Why aren't there ads embedded in mobile games?

Hi!

I was wondering why wouldn’t popular games embed real ads in their game (such as we have everywhere in real life for general goods - food, furniture etc.). For example, in a 3D endless runner there could be visible billboards with real ads added to the environment . It would reduce the friction created by interstitials and I’m sure the audience reached would be higher than a real billboard placed somewhere on the side of a street (for games that have millions of downloads and an active player base).

I read a couple of reasons I found in a few searches on Google, but all of them were speculations and seemed a little far fetched to me.

Thank you!

One big problem with Advertisements placed in the game world is they are often only shortly visible or not good readable.

Advertisers have to make sure that the advertisements they give to apps to show are displayed in a way that the person on the other and that is paying for that advertisement is happy with it.

Checking how the advertisements are placed into the world would have to be checked by a human and unless you have a gigantic successful game it’s mostly not worth the work.

Just showing a full screen or a banner app makes it a lot easier to guarantee how the add is shown.

In-game billboards have been done, but user engagement is hard to measure with that format. It also breaks with whatever form or style your game world is trying to deliver. Imagine a space game and there’s an ad for Pampers diapers on a billboard. It would look lame, and break the style of the game.

Now you can counter with an argument that the advertiser could design the ad to fit the theme, but now you are talking about reaching out to the advertisers, negotiating custom ads just for that one game, etc. That’s a lot of effort! They will want guarantees that you’ll expose the ad to millions of eyeballs.

It’s been tried. It just doesn’t work that well. I think one of EA’s SSX games has billboards for a Honda vehicle and down at the end of the slope, there’s the vehicle sitting there. Nobody wants that in a game they’ve paid for. For a free game? Maybe. But you still need the size and influence of an “EA” to get those kinds of sponsors.

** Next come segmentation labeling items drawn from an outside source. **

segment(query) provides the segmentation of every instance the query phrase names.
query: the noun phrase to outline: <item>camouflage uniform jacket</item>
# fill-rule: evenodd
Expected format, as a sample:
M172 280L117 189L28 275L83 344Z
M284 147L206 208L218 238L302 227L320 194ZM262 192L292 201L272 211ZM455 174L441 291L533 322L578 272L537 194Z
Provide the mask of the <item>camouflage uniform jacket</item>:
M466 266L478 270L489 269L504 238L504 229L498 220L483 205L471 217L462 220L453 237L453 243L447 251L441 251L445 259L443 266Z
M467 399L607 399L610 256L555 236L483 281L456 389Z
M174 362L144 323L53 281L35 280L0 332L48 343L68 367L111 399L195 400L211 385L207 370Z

It has been done. Look up Superfrog and Lucozade for example. If you’re a massive franchise like GTA, you could possibly negotiate a deal (brand or developer) but then you have associations and what people might do to your brand in game. Typically big brands wanting gaming coverage will create their own game and maintain control rather than go to some unknown or risk some ghastly YouTube video of their brand being used in an unconventional murder or stupid virtual car stunt.